To Fagan’s own surprise, after synthesizing all the material available, “as my research progressed away from Europe, I realized that drought was the hidden villain in the the Medieval Warm Period.” And not only then:

In a telling analysis of ninteenth century droughts, the historian Mike Davis has estimated, conservatively, that at least 20 million to 30 million people, and probably many more, most of them tropical farmers, persihed as the consquence of harsh droughts caused by El Niño and monsoon failures during the nineteenth century, more people than in virtually all the wars of the century.

Fagan has an important story to tell, and by and large he tells it well.  The cut-outs with explanations of El Niño and the Southern Oscillation or Pacific Decadal Oscillation are helpful, as are the many maps, illustrating the regions under discussion.  Less successful for me are the periodic present tense narratives of peoples thousands of years ago:

The gray light of a clear sky before dawn spreads across a dry lake bed.  The men crouch low among the shrubs on the dry floor of a huge, rapidly shrinking lake in what is now California  This is the driest year they can remember…
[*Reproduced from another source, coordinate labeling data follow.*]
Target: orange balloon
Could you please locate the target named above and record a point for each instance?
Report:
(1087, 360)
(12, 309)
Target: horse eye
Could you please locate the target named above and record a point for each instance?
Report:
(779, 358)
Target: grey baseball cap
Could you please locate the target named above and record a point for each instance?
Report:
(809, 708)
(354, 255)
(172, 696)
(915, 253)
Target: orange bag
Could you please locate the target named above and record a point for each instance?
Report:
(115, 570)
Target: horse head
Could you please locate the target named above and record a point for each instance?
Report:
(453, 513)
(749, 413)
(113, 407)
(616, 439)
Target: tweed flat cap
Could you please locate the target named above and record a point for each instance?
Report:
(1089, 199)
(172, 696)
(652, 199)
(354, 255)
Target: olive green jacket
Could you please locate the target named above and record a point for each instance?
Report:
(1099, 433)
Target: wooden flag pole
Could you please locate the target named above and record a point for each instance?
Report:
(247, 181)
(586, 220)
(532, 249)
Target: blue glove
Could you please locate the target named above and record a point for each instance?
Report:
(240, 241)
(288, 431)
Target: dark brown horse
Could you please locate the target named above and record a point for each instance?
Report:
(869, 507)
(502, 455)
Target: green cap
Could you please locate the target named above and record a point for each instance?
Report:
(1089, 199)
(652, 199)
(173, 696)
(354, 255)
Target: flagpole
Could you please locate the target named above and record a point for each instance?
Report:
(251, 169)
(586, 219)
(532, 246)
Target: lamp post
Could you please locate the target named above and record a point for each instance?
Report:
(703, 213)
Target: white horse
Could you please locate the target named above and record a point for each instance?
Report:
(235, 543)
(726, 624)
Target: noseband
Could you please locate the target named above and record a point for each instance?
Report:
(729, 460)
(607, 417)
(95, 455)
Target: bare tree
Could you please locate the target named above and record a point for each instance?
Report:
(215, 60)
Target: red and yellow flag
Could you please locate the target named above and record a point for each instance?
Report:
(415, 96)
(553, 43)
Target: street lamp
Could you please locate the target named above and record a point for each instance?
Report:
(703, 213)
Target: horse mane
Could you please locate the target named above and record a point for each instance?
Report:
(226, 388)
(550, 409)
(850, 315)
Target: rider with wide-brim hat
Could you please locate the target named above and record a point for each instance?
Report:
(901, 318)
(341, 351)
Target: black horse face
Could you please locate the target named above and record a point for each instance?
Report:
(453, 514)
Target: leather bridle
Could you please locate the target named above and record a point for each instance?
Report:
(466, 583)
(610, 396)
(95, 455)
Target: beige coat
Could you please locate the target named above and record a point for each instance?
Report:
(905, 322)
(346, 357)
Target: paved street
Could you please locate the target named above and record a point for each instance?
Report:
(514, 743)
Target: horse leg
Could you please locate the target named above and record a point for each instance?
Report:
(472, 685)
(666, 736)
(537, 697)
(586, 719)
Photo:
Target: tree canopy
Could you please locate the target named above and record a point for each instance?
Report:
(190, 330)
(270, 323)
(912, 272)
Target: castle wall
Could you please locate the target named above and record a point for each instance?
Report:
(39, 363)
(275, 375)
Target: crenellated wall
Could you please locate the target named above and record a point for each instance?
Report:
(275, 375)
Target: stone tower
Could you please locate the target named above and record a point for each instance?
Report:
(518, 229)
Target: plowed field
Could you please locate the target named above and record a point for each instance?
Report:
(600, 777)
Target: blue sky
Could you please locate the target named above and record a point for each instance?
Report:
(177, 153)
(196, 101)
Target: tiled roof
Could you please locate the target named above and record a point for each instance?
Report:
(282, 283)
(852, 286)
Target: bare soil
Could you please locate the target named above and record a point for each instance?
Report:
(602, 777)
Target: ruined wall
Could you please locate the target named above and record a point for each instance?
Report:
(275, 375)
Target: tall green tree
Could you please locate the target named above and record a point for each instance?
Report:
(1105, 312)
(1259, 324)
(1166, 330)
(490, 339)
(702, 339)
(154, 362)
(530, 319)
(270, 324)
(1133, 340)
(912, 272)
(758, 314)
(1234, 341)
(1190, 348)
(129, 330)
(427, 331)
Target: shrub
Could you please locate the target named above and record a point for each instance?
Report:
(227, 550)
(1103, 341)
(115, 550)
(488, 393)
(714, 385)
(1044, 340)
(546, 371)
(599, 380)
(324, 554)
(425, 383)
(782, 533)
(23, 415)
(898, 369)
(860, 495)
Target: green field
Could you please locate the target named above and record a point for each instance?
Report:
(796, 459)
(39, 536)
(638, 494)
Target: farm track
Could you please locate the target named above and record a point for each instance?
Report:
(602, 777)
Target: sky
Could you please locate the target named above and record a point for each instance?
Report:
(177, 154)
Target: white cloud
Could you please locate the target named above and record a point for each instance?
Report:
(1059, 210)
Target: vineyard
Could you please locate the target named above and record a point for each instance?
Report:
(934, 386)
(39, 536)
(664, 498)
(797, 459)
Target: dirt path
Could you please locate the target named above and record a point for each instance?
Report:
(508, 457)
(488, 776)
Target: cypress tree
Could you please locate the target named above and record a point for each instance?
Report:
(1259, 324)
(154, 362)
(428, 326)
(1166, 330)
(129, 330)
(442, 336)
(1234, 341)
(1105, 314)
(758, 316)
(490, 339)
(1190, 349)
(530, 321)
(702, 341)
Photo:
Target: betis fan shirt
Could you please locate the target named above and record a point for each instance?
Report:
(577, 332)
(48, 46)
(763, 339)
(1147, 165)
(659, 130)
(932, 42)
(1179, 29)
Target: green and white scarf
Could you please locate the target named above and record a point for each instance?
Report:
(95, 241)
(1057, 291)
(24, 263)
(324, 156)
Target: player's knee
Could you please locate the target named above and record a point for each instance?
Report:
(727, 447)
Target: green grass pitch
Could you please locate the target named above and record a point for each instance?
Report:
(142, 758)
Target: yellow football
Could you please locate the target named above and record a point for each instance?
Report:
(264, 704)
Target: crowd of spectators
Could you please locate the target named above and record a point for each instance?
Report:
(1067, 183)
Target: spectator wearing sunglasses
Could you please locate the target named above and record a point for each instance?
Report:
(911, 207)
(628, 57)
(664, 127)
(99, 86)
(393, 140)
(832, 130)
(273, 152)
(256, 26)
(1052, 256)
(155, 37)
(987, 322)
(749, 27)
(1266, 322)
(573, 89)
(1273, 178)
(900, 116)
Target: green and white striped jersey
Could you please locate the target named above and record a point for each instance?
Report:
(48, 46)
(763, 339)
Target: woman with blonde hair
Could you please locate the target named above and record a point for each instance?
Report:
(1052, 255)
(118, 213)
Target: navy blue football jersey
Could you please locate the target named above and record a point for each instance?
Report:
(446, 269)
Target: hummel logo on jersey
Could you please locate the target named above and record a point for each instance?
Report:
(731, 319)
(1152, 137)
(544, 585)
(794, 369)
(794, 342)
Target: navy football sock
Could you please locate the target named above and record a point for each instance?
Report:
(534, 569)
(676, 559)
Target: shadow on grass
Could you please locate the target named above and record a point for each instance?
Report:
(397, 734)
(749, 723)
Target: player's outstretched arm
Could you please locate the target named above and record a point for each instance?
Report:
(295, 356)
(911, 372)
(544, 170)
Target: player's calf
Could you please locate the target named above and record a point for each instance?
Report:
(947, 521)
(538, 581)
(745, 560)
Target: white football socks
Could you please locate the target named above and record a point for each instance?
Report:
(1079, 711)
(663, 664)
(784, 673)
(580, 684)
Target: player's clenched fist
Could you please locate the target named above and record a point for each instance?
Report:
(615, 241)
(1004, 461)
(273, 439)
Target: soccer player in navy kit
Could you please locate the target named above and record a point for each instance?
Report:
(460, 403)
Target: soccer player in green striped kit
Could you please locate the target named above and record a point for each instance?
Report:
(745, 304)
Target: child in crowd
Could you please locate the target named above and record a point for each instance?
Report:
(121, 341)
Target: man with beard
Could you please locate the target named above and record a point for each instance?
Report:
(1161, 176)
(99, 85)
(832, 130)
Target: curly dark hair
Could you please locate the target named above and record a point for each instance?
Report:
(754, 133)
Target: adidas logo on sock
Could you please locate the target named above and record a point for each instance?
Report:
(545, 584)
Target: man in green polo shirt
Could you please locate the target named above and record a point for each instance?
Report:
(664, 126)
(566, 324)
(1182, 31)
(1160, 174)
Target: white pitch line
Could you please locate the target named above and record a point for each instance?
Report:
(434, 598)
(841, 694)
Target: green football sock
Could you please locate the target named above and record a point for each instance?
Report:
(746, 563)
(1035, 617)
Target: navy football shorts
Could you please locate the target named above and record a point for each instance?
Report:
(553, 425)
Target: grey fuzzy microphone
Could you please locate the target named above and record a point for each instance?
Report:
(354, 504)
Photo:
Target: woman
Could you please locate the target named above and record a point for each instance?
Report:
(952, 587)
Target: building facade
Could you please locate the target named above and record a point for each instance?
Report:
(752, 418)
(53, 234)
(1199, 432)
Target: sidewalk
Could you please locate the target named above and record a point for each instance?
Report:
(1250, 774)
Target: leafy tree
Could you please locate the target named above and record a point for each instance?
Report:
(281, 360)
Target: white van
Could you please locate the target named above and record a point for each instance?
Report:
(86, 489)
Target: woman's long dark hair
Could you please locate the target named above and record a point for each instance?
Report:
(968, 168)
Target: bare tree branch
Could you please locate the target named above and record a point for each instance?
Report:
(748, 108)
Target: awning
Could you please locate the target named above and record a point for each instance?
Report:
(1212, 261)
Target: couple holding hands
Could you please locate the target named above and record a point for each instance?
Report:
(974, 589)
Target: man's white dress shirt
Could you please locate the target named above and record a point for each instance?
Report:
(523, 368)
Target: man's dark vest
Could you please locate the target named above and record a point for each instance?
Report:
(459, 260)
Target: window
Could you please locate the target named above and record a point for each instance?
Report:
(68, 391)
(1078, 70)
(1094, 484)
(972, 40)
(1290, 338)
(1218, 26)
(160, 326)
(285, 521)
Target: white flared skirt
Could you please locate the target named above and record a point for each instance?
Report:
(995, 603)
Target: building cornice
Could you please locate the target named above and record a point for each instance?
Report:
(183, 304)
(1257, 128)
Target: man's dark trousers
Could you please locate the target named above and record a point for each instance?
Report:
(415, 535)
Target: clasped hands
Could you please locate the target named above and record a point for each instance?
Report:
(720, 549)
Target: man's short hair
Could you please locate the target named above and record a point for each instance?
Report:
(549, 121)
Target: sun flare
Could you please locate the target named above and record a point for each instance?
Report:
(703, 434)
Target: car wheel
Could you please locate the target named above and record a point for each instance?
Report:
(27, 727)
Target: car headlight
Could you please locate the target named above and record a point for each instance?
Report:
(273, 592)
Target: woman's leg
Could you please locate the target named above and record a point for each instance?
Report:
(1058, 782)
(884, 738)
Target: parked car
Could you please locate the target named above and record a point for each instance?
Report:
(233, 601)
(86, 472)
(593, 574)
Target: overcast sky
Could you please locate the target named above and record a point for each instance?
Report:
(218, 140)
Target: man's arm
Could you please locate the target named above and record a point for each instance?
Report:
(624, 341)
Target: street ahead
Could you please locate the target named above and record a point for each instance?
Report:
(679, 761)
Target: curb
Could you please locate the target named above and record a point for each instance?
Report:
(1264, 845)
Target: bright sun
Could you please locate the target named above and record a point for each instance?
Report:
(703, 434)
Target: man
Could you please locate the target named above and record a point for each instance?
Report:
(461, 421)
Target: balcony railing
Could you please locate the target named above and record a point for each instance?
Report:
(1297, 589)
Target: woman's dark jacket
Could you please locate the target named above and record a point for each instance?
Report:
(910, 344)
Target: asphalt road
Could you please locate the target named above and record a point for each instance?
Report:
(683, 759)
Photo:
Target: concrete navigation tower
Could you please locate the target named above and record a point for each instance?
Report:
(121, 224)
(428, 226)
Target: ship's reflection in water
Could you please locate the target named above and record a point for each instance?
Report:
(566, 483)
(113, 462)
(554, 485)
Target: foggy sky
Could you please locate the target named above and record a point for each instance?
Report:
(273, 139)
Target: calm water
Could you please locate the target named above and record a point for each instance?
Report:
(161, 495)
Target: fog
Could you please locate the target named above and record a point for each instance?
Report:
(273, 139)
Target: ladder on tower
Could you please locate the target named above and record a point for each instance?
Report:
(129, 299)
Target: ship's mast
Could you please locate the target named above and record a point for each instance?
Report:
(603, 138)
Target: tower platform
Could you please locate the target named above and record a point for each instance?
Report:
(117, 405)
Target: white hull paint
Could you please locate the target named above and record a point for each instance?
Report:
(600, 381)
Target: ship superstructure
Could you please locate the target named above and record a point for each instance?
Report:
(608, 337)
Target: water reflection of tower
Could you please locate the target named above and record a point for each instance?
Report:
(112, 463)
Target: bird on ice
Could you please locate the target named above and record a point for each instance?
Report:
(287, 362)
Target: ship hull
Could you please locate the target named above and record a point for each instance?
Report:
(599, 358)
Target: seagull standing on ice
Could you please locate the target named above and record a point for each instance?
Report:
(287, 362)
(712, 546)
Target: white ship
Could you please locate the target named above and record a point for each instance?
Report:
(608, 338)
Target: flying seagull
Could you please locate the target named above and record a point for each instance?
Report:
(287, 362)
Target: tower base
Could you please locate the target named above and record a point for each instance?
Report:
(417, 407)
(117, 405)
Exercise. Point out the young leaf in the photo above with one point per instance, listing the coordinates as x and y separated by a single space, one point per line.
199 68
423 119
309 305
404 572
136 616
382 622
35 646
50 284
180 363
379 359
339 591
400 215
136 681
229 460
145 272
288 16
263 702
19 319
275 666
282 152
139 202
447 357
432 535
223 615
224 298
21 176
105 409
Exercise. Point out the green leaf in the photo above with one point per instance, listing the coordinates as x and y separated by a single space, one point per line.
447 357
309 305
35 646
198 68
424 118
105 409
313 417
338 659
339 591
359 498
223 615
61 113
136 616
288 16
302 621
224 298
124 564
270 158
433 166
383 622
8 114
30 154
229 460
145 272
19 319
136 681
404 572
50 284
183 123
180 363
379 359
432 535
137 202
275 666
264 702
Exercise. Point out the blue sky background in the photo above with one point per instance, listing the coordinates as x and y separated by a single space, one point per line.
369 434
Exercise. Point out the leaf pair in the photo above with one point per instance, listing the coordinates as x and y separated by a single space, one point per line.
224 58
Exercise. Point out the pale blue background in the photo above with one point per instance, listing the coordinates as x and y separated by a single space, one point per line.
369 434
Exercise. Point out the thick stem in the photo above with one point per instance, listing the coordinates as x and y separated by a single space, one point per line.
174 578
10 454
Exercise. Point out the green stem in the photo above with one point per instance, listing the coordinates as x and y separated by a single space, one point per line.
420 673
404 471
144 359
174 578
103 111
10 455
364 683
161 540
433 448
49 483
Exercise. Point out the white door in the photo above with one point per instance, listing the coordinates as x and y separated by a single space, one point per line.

For some readers, these portions may humanize the larger systems histories.  For me, they are a different register, and interrupt my otherwise pleasurable, and informative reading.

His fear is great.  Those societies that managed to survive calamitous droughts and other forms of climate chanage were those which were most adaptable, typically associated with smaller and well connected communities.  The larger, and less flexible cities or societies became, the less able they were to adapt.  He hold out some hope, however small.

The people of a thousand years ago remind us that our greatest asset is our opportunism and endless capacity to adapt to new circumstances.  Let us think of ourselves as partners with rather than potential masters of the changing natural world around us.

 The Great Warming is certainly worth reading, as it look like, are those others listed above.  For a more general view on climate change, the events and science of today, my preferred book is Tim Flannery’s The Weather Makers: A History of Climate Change.  It’s a series of essays, engaged in climate science and detailing the trouble spots on the globe today, examples of what we are facing.  Another excellent primer is Joe Romm’s [of Climate ProgressHell and High Water: The Global Warming Solution.